Okay, that makes sense. Seems potentially helpful. Where do these promised “gotchas” come in? Our issues start to arise when you have multiple “using static” declarations in a file. If those static classes have methods inside them with the same name, conflicts can happen. Let’s take a look at one place where this can absolutely happen in a commonly used area of .Net.

using System.IO;

namespace CodeSandbox
{
    class Program
    {
        static string fakeSourceLocation = @"c:\";
        static string fakeBackupLocation = @"c:\backup\";

        static void Main(string[] args)
        {
            foreach (var fileWithPath in Directory.GetFiles(fakeSourceLocation))
            {
                var fileName = Path.GetFileName(fileWithPath);
                var backupFileWithPath = Path.Combine(fakeBackupLocation, fileName);

                if (!File.Exists(backupFileWithPath))
                {
                    File.Copy(fileWithPath, backupFileWithPath);
                }
            }
        }
    }
}

In this simple contrived example, I’m iterating through all of the files in a directory and if they don’t exist in a backup location, I copy them there. This doesn’t deal with versioning, etc, but it does give us some basic System.IO examples to work with. Now, if I try to simplify the code like this, I get an issue.

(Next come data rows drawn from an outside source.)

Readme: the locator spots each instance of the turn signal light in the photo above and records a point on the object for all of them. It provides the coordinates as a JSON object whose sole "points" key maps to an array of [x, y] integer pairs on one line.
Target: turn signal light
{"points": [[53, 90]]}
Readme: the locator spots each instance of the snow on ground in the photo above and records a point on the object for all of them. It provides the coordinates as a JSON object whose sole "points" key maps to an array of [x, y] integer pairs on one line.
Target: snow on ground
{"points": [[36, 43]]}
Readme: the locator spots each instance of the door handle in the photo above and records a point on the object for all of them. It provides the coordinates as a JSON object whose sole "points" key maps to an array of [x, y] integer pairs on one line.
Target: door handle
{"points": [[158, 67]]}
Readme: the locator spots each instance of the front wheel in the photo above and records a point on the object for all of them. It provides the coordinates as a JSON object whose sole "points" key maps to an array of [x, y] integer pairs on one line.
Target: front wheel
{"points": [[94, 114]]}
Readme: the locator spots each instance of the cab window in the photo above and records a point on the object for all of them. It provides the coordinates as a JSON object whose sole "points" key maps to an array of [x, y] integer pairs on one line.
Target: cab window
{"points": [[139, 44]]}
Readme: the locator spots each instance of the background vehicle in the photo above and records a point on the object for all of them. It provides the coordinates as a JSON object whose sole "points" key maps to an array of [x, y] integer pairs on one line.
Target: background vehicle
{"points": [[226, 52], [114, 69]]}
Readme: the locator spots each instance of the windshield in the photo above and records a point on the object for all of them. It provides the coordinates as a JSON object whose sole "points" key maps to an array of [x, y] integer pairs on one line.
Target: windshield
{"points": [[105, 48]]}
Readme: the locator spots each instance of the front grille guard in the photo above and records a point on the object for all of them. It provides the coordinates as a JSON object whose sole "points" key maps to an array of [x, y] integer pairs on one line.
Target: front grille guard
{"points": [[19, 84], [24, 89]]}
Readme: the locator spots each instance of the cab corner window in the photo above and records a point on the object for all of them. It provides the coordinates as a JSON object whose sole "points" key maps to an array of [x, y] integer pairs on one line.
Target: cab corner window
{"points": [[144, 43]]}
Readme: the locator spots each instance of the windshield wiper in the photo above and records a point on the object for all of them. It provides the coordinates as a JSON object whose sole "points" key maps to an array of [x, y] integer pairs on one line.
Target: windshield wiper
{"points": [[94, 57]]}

using static System.IO.Directory;
using static System.IO.File;
using static System.IO.Path;

namespace CodeSandbox
{
    class Program
    {
        static string fakeSourceLocation = @"c:\";
        static string fakeBackupLocation = @"c:\backup\";

        static void Main(string[] args)
        {
            foreach (var fileWithPath in GetFiles(fakeSourceLocation))
            {
                var fileName = GetFileName(fileWithPath);
                var backupFileWithPath = Combine(fakeBackupLocation, fileName);

                if (!Exists(backupFileWithPath))
                {
                    Copy(fileWithPath, backupFileWithPath);
                }
            }
        }
    }
}

This won’t even build. Can you guess why? If you are very familiar with System.IO classes, you might have noticed that there is a System.IO.File.Exists() and a System.IO.Directory.Exists(). Our build error lets us know by saying, “The call is ambiguous between the following methods or properties: ‘Directory.Exists(string)’ and ‘File.Exists(string)'”. One way to get around this is to just be explicit at the ambiguous part like this:

using static System.IO.Directory;
using static System.IO.File;
using static System.IO.Path;

namespace CodeSandbox
{
    class Program
    {
        static string fakeSourceLocation = @"c:\";
        static string fakeBackupLocation = @"c:\backup\";

        static void Main(string[] args)
        {
            foreach (var fileWithPath in GetFiles(fakeSourceLocation))
            {
                var fileName = GetFileName(fileWithPath);
                var backupFileWithPath = Combine(fakeBackupLocation, fileName);

                if (!System.IO.File.Exists(backupFileWithPath))
                {
                    Copy(fileWithPath, backupFileWithPath);
                }
            }
        }
    }
}

I don’t know how that makes me feel. It seems like at least a small code smell. Maybe in these occasions, you don’t use this shortcut if it feels wrong. In general, I could see this being like the Great Var Debate of 2008™. People thought that var foo = new Bar(); was smelly compared to Bar foo = new Bar();, but it seems like most people have moved past it. Maybe I’m just on the beginning of this wave of change and I’ll stop yelling for the kids to get off of my lawn soon. At the moment, however, I’m probably going to file using static in the “not something I’m going to really use” pile.